It's Not Working!
“The minds of all of us are haunted by thoughts which have not yet found expression,
and it is often the happy, fortune of the aphorist
to drag from obscurity some such dim intuition, or confused bit of experience;
to clothe it in words and bring daylight
for our recognition.”
Logan Pearsall Smith
It is 3a.m. and I am laying here wide-awake thoughts running through my head, trying to escape. I push them back down. I picture myself jumping on them trying to keep them in this container. It is impossible, the harder I try, the harder they push. My mind is racing.
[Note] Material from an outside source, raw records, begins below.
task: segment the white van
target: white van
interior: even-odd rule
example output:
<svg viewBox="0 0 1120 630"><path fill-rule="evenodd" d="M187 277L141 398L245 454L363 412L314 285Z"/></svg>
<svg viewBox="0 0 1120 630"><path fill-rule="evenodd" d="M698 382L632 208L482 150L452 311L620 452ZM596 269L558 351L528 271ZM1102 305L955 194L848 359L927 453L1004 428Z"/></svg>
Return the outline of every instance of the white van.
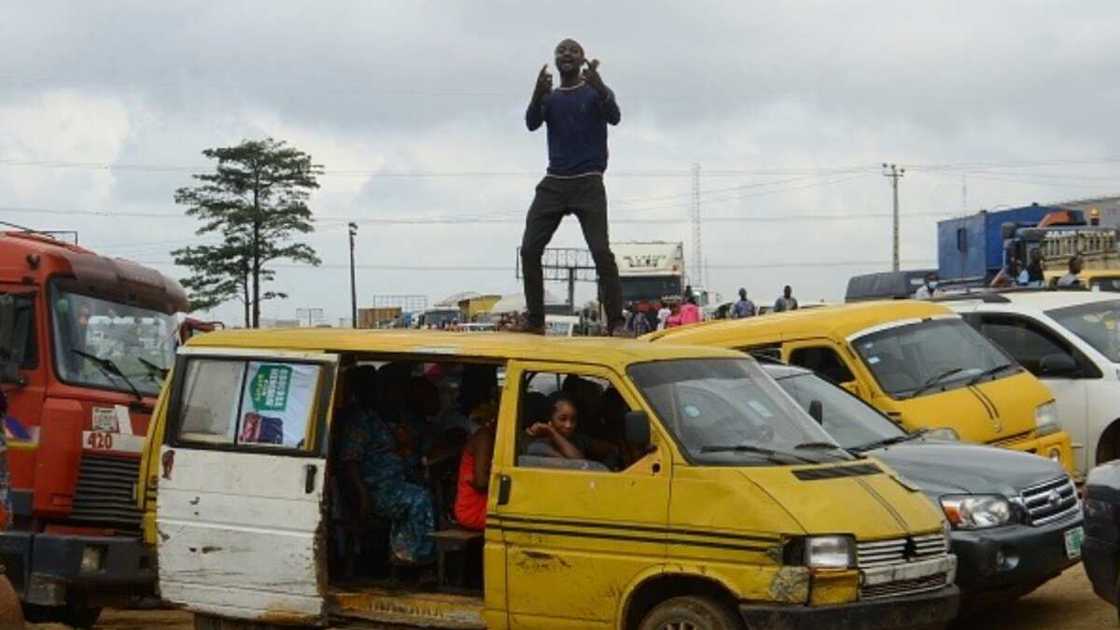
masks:
<svg viewBox="0 0 1120 630"><path fill-rule="evenodd" d="M1120 298L1087 291L1004 291L944 302L1037 376L1073 441L1074 468L1120 458Z"/></svg>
They know I have taken this time to recharge, they are relentless. They will not be stifled.
Stop, please stop.
Turning, turning, pushing, and pushing. If one escapes I am doomed, the rest will quickly follow. No rest, no rest.
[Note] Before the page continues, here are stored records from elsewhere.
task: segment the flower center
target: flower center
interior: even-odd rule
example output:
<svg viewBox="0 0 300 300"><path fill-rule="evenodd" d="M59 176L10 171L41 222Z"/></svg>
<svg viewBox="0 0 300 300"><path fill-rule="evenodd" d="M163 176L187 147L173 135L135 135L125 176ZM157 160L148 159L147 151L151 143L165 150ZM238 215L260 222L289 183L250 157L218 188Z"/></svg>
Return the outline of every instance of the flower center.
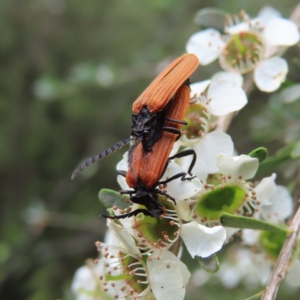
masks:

I picture the lid bulging, pulsating, and ready to blow. I must stop it, I must stop it.
I jump out of bed, the first thought pounces, I try to shut the lid, and it is no use. They are rushing past this crack in the lid. Pushing, pushing. More, more; I have to get a pen.
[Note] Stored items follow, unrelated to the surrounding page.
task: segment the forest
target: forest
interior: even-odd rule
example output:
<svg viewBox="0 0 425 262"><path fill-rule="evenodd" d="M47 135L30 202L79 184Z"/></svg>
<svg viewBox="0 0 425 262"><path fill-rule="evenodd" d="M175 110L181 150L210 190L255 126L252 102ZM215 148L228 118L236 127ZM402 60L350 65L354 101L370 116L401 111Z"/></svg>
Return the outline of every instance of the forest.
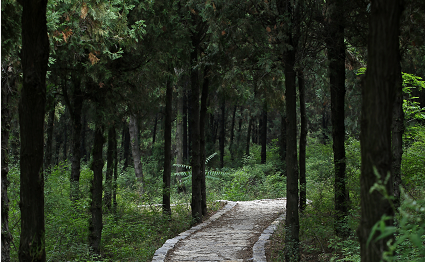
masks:
<svg viewBox="0 0 425 262"><path fill-rule="evenodd" d="M151 261L286 198L268 261L425 261L425 1L1 1L1 261Z"/></svg>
I let my hand glide over the paper. The thoughts pouring out, there is no stopping them now, the lid has been pushed aside. My hand cannot keep up with the pace. Racing, racing, page, after page spewing from my head. I must let it all out. I must empty this chamber.
I write, and write, there seems to be no end. I am exhausted. It is done.
The point of this post is that I may not be able to stay on this break. I will either blog, or fill my dresser drawers again, with these thoughts. We will see how it goes.